FRANZ KAISER RETROSPEKTIVE

OH SCHÖNE WELT!
Ein Hamburger Maler – verfemt, vergessen, wiederentdeckt

Die GALERIE1565 freut sich, die außergewöhnliche, humorvolle und gesellschaftskritische Kunst von Franz Kaiser präsentieren zu dürfen. Die Themen, die diesen streitbaren Künstler und Freigeist in der Zeit zwischen 1920 und 1970 beschäftigten, wirken auffallend aktuell in unserer Gegenwart. 

Eine hochspannende Ausstellung über das schöpferische Lebenswerk von „FranzKa“, wie er selbst sich nannte, ist entstanden. Wir organisierten sie in Zusammenarbeit mit dem Sammler Herrn Dr. Jürgen Winzer und der Kunsthistorikerin Frau Dr. Maike Bruhns, die sich insbesondere mit den verfemten Künstlern des Nationalsozialismus beschäftigt.

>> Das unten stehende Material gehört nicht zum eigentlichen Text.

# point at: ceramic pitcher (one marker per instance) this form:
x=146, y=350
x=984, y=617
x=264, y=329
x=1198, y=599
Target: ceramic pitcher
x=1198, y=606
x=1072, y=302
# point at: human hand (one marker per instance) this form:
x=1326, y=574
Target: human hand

In ihre Kunstsammlung hat sie bereits einige Werke Franz Kaisers aufgenommen. Diese werden zukünftig in der „Parabel“, dem von Frau Dr. Bruhns im Herbst öffnenden Privatmuseum in Hamburg Ohlsdorf zu sehen sein.

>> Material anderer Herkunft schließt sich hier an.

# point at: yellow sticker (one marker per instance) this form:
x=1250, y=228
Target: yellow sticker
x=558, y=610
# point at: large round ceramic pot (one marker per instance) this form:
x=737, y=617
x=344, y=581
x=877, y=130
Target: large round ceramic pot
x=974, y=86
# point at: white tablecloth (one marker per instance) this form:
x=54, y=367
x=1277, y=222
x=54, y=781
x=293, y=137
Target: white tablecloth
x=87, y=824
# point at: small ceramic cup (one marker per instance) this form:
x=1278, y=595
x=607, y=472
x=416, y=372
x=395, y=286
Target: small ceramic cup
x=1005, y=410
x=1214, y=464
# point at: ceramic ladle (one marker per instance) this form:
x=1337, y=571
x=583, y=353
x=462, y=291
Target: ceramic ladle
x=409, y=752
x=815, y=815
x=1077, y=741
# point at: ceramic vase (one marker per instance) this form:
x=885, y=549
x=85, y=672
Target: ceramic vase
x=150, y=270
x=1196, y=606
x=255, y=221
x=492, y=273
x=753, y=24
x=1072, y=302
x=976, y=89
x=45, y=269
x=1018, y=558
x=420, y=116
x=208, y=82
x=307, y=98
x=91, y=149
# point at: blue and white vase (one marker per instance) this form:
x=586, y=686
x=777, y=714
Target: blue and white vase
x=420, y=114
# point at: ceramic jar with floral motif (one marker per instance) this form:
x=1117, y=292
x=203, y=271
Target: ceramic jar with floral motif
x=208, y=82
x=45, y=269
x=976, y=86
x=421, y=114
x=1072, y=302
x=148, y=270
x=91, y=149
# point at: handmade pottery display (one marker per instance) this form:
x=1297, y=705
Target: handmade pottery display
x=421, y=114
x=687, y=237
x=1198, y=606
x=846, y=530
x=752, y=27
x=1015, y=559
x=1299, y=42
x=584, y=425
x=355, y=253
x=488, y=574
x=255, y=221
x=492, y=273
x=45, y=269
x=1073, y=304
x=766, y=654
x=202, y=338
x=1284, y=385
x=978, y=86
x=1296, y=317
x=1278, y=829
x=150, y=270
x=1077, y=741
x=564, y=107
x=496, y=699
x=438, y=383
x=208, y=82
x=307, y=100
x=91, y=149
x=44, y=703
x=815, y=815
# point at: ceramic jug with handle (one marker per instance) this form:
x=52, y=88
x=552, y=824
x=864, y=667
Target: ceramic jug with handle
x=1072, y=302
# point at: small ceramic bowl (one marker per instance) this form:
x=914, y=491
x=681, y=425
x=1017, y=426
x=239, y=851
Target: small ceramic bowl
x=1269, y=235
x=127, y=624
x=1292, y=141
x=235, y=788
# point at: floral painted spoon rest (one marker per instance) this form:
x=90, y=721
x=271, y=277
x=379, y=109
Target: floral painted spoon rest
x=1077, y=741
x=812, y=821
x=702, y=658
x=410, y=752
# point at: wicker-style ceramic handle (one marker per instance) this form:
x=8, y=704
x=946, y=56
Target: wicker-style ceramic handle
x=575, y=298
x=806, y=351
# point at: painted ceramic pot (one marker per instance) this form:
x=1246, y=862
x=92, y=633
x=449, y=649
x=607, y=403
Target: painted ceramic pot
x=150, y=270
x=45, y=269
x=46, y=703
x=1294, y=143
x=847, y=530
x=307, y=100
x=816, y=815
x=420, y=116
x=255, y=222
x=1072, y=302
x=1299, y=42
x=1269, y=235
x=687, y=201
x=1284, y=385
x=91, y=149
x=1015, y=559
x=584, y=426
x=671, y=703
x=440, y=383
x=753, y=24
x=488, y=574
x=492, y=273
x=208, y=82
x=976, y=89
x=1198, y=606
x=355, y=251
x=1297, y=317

Franz Kaiser (1888-1971), studierter Architekt, war ein vielseitiger Mann; ein Außenseiter mit einer ungewöhnlichen Biografie. Maler und Bildhauer, Philanthrop und Antifaschist, Querdenker und Naturfreund. Als kritisch kommentierender Zeitgenosse erlebte er zwei Weltkriege, die bewegten zwanziger Jahre und die NS-Zeit, geprägt von Vertreibung aus dem Hamburger Gängeviertel, Verhören durch die Gestapo in der Stadthausbrücke, Inhaftierungen, mehrfacher Flucht und schließlich Zwangsarbeit, unter anderem bei den Klöckner Werken in Hamburg Moorfleet. In den Jahren nach der Befreiung 1945, geprägt vom Krieg, entstand FranzKas Hauptwerk. 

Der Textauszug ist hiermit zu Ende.